Today, both the US Department of Justice and the Securities and Exchange Commission have filed fraud charges against Manish Lachwani, co-founder of Headspin, a mobile app testing company. The SEC said he had violated the fraud provisions, and that the civil penalties he sought included permanent bans, conduct-based bans and a ban on him from serving as a corporate executive or board member. The DOJ, who previously arrested Lachwani, charged him with a count of wire forgery and a count of securities forgery, and if he is found guilty, the penalties are stricter, including a maximum of 20 years in prison and a $250,000 fine for his forgery.
If convicted, he could face up to 20 years in prison and a $5,000,000 fine. Both the SEC and DOJ say that until May last year, six-year-old company chief executive Lachwani had defrauded investors of $80 million, falsely claiming that his company had achieved “strong and steady growth” in Headspin” customer acquisition and revenue” when he launched his series. C was pushing the round towards potential supporters. According to the SEC, its fabrications were designed to help secure the goal in the so-called unicorn evaluation. Dell Technologies Capital, Iconic Capital, and Tiger Global attracted $1.16 billion worth of Palo Alto-based Headspin coverage by releasing the phone in February last year after the company received $60 million in Series C funding.

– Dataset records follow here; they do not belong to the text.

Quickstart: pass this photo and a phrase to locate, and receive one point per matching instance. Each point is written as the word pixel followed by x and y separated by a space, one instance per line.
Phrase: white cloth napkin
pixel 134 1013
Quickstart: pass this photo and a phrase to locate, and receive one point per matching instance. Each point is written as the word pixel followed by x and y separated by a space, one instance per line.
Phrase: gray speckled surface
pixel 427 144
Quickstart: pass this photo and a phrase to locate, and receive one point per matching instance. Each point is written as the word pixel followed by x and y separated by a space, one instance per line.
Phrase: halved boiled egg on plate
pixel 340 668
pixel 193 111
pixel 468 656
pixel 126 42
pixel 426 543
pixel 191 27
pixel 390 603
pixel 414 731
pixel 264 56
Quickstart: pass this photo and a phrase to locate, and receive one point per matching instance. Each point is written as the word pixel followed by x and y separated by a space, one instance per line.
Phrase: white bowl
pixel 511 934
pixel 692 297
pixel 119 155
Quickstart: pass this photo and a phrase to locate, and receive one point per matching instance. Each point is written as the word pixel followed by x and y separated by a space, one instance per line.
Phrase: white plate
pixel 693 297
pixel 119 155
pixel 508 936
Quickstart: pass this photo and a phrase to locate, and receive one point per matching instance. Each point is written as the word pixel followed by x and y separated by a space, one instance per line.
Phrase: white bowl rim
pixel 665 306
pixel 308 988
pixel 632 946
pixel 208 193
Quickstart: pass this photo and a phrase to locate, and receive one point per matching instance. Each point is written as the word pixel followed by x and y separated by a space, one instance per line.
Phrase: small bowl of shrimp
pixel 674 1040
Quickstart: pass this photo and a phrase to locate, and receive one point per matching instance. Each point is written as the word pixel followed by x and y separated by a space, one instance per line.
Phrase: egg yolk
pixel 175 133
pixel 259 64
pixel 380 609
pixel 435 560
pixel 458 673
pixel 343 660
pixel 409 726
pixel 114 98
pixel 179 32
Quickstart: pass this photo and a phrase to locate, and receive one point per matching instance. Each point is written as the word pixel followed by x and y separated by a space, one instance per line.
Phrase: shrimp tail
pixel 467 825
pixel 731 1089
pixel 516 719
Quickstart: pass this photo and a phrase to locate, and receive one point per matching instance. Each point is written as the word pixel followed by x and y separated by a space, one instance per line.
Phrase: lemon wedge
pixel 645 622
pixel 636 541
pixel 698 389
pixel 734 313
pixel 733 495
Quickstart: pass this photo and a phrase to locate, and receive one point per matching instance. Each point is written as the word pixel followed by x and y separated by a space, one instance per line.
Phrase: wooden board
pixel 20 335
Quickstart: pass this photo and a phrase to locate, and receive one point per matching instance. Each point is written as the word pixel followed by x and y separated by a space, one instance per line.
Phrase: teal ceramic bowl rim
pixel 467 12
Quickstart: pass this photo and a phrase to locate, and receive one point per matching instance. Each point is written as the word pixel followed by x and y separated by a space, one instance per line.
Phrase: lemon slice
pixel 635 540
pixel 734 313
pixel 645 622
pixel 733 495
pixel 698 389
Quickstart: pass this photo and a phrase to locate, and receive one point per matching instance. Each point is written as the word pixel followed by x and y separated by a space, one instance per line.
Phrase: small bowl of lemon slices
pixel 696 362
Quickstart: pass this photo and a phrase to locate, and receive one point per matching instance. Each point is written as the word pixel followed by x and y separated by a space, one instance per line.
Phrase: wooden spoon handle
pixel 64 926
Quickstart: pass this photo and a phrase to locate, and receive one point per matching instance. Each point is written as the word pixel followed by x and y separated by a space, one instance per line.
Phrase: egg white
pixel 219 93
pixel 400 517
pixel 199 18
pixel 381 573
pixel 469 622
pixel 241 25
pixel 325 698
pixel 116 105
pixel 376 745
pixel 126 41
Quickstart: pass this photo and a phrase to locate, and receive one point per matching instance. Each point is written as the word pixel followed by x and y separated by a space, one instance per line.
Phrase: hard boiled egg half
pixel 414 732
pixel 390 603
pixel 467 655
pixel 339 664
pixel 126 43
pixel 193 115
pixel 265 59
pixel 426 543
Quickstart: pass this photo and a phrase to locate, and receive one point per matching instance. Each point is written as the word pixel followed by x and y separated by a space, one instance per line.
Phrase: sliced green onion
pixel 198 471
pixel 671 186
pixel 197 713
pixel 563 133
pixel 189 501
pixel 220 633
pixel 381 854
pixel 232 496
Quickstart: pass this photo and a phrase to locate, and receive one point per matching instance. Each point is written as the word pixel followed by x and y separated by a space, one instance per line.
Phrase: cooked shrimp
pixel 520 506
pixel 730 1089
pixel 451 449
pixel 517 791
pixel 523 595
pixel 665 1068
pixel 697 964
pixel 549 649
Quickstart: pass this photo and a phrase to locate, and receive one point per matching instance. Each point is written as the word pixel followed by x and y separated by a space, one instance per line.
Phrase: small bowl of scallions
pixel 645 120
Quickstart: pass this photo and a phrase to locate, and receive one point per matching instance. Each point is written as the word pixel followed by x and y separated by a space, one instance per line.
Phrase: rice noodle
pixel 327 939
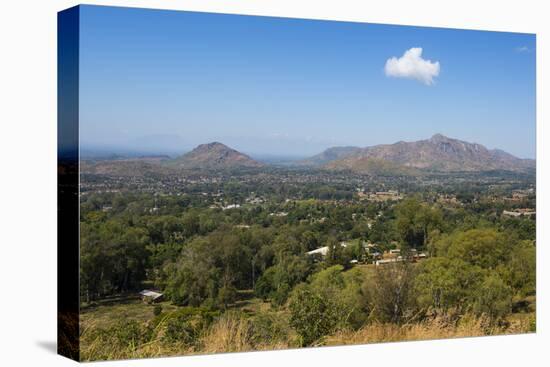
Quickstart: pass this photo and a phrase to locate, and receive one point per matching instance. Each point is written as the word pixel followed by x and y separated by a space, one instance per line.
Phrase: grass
pixel 439 327
pixel 244 328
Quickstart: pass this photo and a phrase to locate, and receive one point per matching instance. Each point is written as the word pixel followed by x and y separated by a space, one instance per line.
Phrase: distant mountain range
pixel 215 156
pixel 439 153
pixel 436 154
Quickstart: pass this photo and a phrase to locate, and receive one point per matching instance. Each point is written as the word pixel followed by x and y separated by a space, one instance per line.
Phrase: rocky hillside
pixel 439 153
pixel 215 156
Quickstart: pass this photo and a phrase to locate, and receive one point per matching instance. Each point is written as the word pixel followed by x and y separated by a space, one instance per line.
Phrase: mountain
pixel 329 155
pixel 439 153
pixel 215 156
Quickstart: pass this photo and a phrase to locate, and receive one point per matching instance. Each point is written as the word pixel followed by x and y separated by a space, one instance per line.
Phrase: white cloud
pixel 412 66
pixel 523 49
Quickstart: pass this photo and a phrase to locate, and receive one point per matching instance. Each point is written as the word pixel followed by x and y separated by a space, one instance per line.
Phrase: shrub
pixel 312 316
pixel 390 293
pixel 157 310
pixel 269 328
pixel 494 298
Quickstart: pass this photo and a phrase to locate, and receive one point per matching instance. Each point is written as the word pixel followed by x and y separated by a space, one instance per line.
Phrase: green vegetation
pixel 239 277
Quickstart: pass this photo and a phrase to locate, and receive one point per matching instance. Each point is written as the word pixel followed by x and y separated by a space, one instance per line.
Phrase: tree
pixel 390 293
pixel 414 221
pixel 486 248
pixel 311 315
pixel 442 284
pixel 494 298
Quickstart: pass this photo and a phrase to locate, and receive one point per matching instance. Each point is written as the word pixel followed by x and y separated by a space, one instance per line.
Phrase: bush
pixel 390 294
pixel 269 328
pixel 494 298
pixel 312 316
pixel 157 310
pixel 187 325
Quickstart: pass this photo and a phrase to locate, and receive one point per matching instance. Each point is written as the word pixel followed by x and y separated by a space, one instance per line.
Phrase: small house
pixel 151 296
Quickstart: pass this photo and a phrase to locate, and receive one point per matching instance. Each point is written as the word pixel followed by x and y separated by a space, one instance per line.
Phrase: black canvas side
pixel 67 184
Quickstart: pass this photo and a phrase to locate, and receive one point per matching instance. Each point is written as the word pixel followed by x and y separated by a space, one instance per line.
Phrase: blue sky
pixel 167 81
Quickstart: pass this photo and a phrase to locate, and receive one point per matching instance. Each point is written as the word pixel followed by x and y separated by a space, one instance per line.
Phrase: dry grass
pixel 440 327
pixel 235 331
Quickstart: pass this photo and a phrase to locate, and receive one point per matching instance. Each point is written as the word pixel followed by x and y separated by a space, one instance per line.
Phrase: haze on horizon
pixel 165 82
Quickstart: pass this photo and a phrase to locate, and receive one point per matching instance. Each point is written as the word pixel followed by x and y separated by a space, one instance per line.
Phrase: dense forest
pixel 231 257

The DOJ’s federal complaint suggests that Lachwani’s alleged conspiracy dates back to at least November 2019, when the company was raising funds. It says that the success of Headspin – which helps apps and devices work in different environments around the world – was deliberately misrepresented to investors by Lachwani. More specifically, the complaint alleges that “in materials and presentations to potential investors, Lachwani reported false revenue and referred to the company’s core financial measure. He maintained control over operations, sales, and record-keeping, including invoices, and the company’s financial records.” He was the final decision maker on which revenue was booked and included.
The FBI discovered “multiple instances” of Lachwani’s investigation into DOJ’s allegations, instructing employees to include revenue from potential customers who asked but did not involve Headspin, from past customers who no longer traded with Headspin, and from existing customers whose business was reported. It was much less than the income,” the department said.